The Guatemalan Revolution began in 1944, after a popular uprising toppled the military dictatorship of Jorge Ubico. Juan José Arévalo was elected president in Guatemala's first democratic election. He introduced a minimum wage and near-universal suffrage. Arévalo was succeeded in 1951 by Árbenz, who instituted land reforms which granted property to landless peasants.[1] The Guatemalan Revolution was disliked by the U.S. federal government, which was predisposed during the Cold War to see it as communist. This perception grew after Árbenz had been elected and formally legalized the communist Guatemalan Party of Labour. There was also the fear that Guatemala's independence of the U.S. could inspire nationalists wanting social reform throughout Latin America.[2] The United Fruit Company (UFC), whose highly profitable business had been affected by the softening of exploitative labor practices in Guatemala, engaged in an influential lobbying campaign to persuade the U.S. to overthrow the Guatemalan government. U.S. President Harry Truman authorized Operation PBFortune to topple Árbenz in 1952, which was a precursor to PBSuccess.
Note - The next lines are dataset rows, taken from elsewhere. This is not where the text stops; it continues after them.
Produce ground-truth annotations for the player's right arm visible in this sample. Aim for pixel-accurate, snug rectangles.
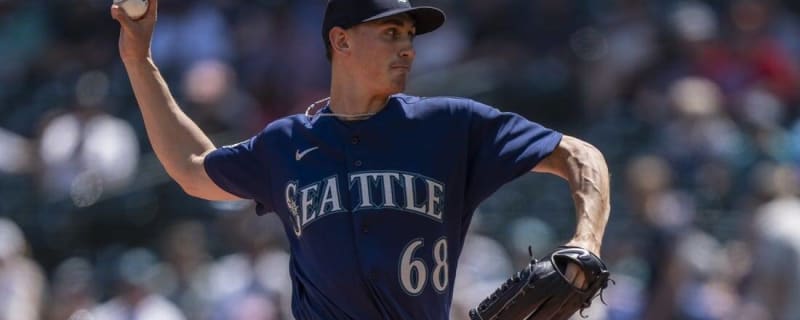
[111,0,239,201]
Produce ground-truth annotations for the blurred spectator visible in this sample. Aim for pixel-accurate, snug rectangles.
[151,1,232,75]
[578,0,659,114]
[91,248,185,320]
[45,257,97,320]
[672,230,740,320]
[207,207,291,319]
[451,229,514,319]
[34,71,139,207]
[742,164,800,320]
[506,216,556,265]
[0,127,33,175]
[727,0,800,104]
[180,59,263,137]
[660,77,747,176]
[790,119,800,163]
[624,154,695,320]
[0,1,48,108]
[152,220,215,320]
[210,287,282,320]
[0,218,45,320]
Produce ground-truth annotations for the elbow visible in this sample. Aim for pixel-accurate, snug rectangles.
[580,141,607,170]
[579,149,609,185]
[177,179,204,199]
[167,161,206,198]
[171,170,200,197]
[171,154,239,201]
[568,138,611,194]
[565,136,607,169]
[555,136,609,184]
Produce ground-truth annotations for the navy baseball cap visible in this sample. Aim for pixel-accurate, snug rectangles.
[322,0,446,43]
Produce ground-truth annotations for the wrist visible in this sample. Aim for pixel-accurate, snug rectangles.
[122,55,154,67]
[565,236,602,256]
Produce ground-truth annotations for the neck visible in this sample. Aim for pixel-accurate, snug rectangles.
[330,65,392,116]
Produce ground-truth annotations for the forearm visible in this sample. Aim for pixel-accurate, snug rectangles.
[534,135,610,254]
[562,137,610,251]
[124,58,216,185]
[568,142,611,248]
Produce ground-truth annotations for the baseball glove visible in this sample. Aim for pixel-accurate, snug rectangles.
[468,246,610,320]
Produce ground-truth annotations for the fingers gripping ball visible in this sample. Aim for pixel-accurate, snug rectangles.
[113,0,149,20]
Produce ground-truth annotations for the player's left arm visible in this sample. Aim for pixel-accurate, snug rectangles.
[532,135,610,256]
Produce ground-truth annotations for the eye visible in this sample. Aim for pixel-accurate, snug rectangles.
[383,26,415,41]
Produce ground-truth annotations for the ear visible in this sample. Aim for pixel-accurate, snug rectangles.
[329,27,351,56]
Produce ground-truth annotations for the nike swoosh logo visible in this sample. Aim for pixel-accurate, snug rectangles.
[295,147,319,161]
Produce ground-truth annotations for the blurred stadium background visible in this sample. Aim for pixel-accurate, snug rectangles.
[2,0,800,319]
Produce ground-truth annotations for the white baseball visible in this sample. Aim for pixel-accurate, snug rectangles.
[113,0,149,20]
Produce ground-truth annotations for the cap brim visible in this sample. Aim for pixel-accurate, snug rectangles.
[362,6,446,35]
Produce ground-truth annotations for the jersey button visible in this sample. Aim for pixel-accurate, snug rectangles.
[351,136,360,144]
[354,160,363,167]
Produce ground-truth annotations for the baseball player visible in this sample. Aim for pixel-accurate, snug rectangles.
[112,0,611,319]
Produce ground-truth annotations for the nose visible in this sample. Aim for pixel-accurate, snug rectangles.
[399,41,415,60]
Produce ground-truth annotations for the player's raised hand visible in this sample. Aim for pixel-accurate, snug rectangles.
[110,0,158,63]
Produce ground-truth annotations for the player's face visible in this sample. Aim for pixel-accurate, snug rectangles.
[349,14,417,95]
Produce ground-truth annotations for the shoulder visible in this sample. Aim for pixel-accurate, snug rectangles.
[261,114,307,136]
[218,114,305,152]
[393,94,496,119]
[246,114,310,145]
[393,93,481,110]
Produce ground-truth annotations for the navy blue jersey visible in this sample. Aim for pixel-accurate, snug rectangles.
[204,94,562,319]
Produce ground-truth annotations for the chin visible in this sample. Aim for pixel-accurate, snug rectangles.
[376,84,405,96]
[390,79,408,93]
[373,75,408,95]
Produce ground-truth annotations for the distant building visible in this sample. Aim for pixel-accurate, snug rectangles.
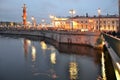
[0,21,22,27]
[51,15,119,32]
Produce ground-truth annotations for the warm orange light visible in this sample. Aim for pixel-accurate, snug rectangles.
[89,19,93,23]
Dwight D. Eisenhower was elected U.S. president in 1952, promising to take a harder line against communism, and his staff members John Foster Dulles and Allen Dulles had significant links to the United Fruit Company. The U.S. federal government drew exaggerated conclusions about the extent of communist influence among Árbenz's advisers, and Eisenhower authorized the CIA to carry out Operation PBSuccess in August 1953. The CIA armed, funded, and trained a force of 480 men led by Carlos Castillo Armas. After U.S. efforts to criticize and isolate Guatemala internationally, Armas' force invaded Guatemala on 18 June 1954, backed by a heavy campaign of psychological warfare, as well as air bombings of Guatemala City and a naval blockade.
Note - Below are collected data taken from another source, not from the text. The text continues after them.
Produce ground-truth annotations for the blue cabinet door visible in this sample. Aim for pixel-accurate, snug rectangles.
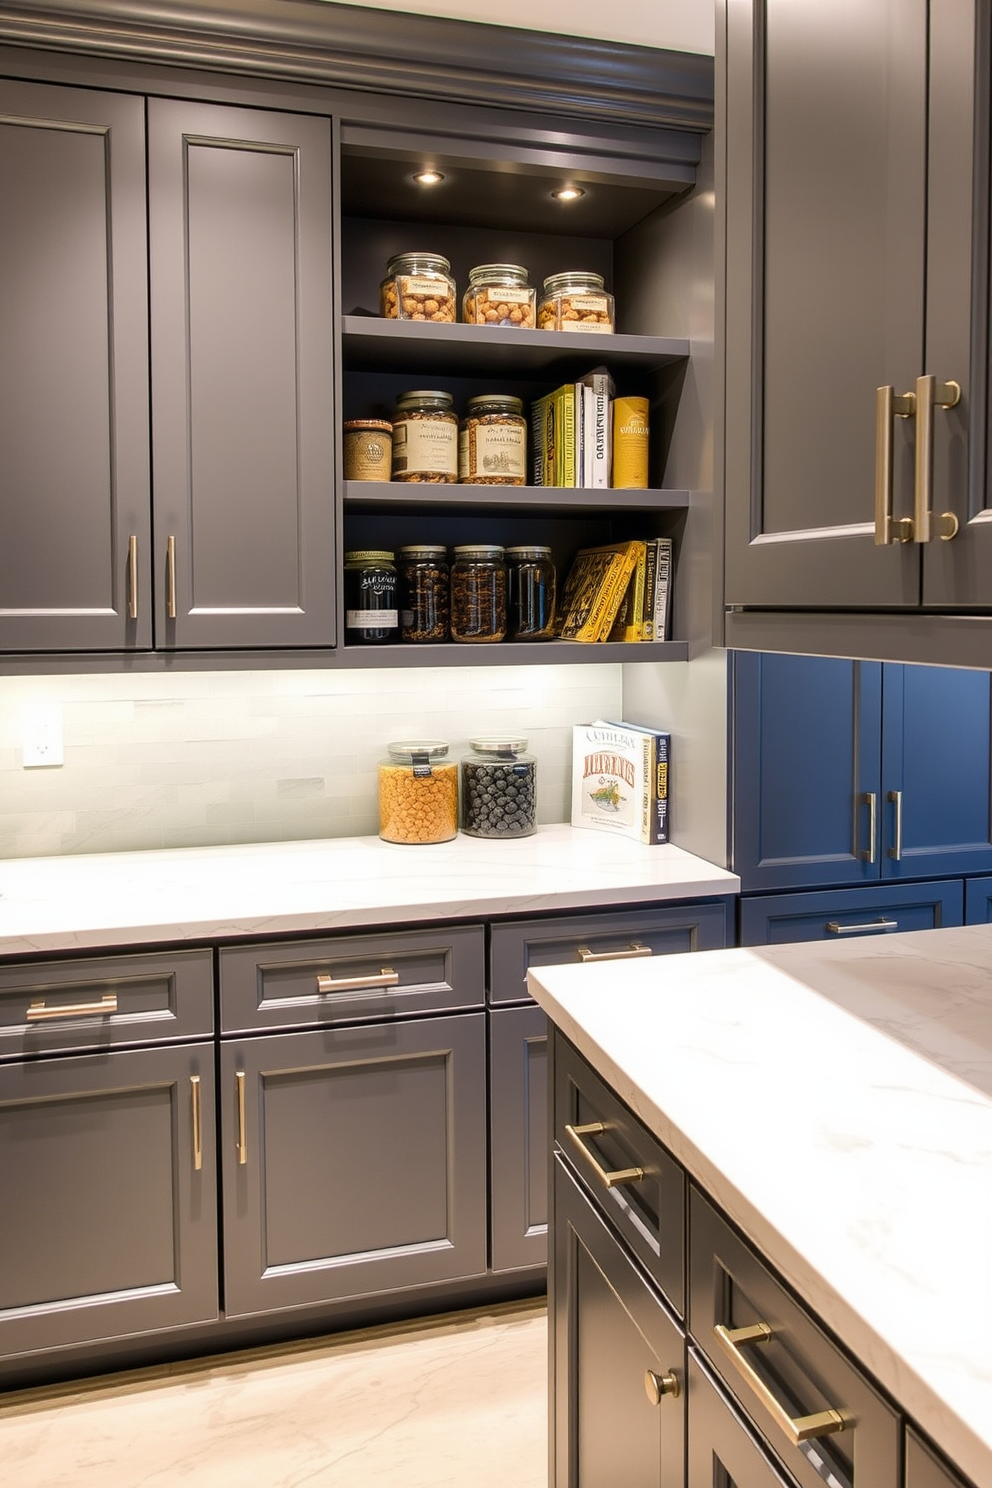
[738,880,964,947]
[964,876,992,923]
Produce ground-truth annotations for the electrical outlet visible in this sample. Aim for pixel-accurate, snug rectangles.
[22,703,64,768]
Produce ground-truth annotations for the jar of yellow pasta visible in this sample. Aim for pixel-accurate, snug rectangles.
[378,741,458,844]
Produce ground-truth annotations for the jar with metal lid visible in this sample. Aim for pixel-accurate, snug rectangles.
[398,545,449,643]
[450,545,507,643]
[462,263,536,328]
[343,550,398,644]
[506,545,556,639]
[391,390,459,483]
[378,740,458,844]
[342,419,393,481]
[460,738,537,839]
[537,270,615,332]
[380,252,456,322]
[458,394,527,486]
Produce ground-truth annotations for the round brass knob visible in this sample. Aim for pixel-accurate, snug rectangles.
[644,1368,680,1405]
[939,511,960,541]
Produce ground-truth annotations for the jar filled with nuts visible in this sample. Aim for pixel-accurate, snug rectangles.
[461,738,536,839]
[450,544,507,643]
[458,394,527,485]
[462,263,536,328]
[397,545,449,643]
[537,270,615,332]
[379,251,456,322]
[391,390,459,483]
[378,740,458,844]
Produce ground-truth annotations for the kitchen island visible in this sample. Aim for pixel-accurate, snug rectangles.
[529,924,992,1488]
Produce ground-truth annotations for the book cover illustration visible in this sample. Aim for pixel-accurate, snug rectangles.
[556,541,641,642]
[570,720,670,842]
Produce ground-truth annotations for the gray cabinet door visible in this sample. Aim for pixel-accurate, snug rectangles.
[220,1013,487,1318]
[148,99,335,649]
[722,0,928,608]
[0,1043,218,1360]
[0,79,152,651]
[489,1004,547,1273]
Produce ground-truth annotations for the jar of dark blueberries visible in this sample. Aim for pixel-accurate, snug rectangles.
[460,737,536,838]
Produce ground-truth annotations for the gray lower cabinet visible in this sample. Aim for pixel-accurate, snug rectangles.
[687,1352,798,1487]
[0,1041,218,1359]
[489,1004,548,1273]
[906,1430,972,1488]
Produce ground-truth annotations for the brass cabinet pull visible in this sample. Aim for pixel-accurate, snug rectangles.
[564,1121,645,1189]
[127,535,138,619]
[26,993,118,1021]
[887,788,903,860]
[860,791,877,863]
[236,1070,247,1165]
[714,1323,846,1446]
[644,1368,680,1405]
[874,385,915,544]
[166,535,177,619]
[913,375,960,544]
[827,918,898,935]
[190,1074,202,1172]
[315,967,399,994]
[577,942,652,963]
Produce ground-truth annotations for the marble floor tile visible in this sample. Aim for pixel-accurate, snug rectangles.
[0,1301,548,1488]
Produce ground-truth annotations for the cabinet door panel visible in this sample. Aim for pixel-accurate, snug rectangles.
[148,99,334,648]
[490,1004,547,1273]
[687,1352,799,1488]
[0,80,151,651]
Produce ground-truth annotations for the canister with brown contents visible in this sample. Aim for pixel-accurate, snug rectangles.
[378,741,458,843]
[379,252,456,323]
[537,270,615,332]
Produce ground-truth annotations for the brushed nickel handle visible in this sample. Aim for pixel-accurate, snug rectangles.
[714,1324,847,1446]
[860,791,877,863]
[26,993,118,1021]
[166,535,177,619]
[127,535,138,619]
[316,968,399,995]
[826,918,899,935]
[887,788,903,860]
[564,1121,645,1189]
[644,1368,680,1405]
[236,1070,247,1165]
[577,942,652,963]
[874,385,915,544]
[190,1074,202,1172]
[913,375,960,544]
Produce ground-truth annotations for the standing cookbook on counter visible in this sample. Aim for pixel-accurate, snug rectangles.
[570,720,670,844]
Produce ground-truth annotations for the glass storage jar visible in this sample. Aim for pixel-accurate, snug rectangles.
[458,394,527,485]
[343,550,398,644]
[391,389,459,483]
[342,419,393,481]
[378,740,458,844]
[506,545,556,639]
[397,544,449,642]
[450,545,507,643]
[460,738,537,839]
[461,263,536,327]
[537,270,615,332]
[379,251,456,322]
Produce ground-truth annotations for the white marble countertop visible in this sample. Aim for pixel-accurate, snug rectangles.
[0,826,739,956]
[528,923,992,1488]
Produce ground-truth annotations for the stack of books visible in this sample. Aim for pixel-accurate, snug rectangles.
[531,367,614,488]
[570,719,670,843]
[555,537,673,643]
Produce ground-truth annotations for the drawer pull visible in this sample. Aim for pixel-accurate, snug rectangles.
[577,943,652,963]
[644,1368,680,1405]
[26,993,118,1022]
[887,789,903,860]
[236,1070,247,1166]
[564,1121,645,1189]
[826,918,898,936]
[316,967,399,995]
[714,1323,847,1445]
[190,1075,202,1172]
[860,791,877,863]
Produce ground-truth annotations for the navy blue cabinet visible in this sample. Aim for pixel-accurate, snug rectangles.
[733,652,992,892]
[739,880,964,948]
The invasion force fared poorly militarily, and most of its offensives were defeated. However, psychological warfare and the fear of a U.S. invasion intimidated the Guatemalan Army, which eventually refused to fight. Árbenz unsuccessfully attempted to arm civilians to resist the invasion, before resigning on 27 June. Castillo Armas became president ten days later, following negotiations in San Salvador. Described as the definitive deathblow to democracy in Guatemala, the coup was widely criticized internationally, and strengthened the long-lasting anti-U.S. sentiment in Latin America. Attempting to justify the coup, the CIA launched Operation PBHistory, which sought evidence of Soviet influence in Guatemala among documents from the Árbenz era, but found none. Castillo Armas quickly assumed dictatorial powers, banning opposition parties, executing, imprisoning and torturing political opponents, and reversing the social reforms of the revolution. In the first few months of his government, Castillo Armas rounded up and executed between three thousand and five thousand supporters of Árbenz. [3] Nearly four decades of civil war followed, as leftist guerrillas fought the series of U.S.-backed authoritarian regimes whose brutalities include a genocide of the Maya peoples.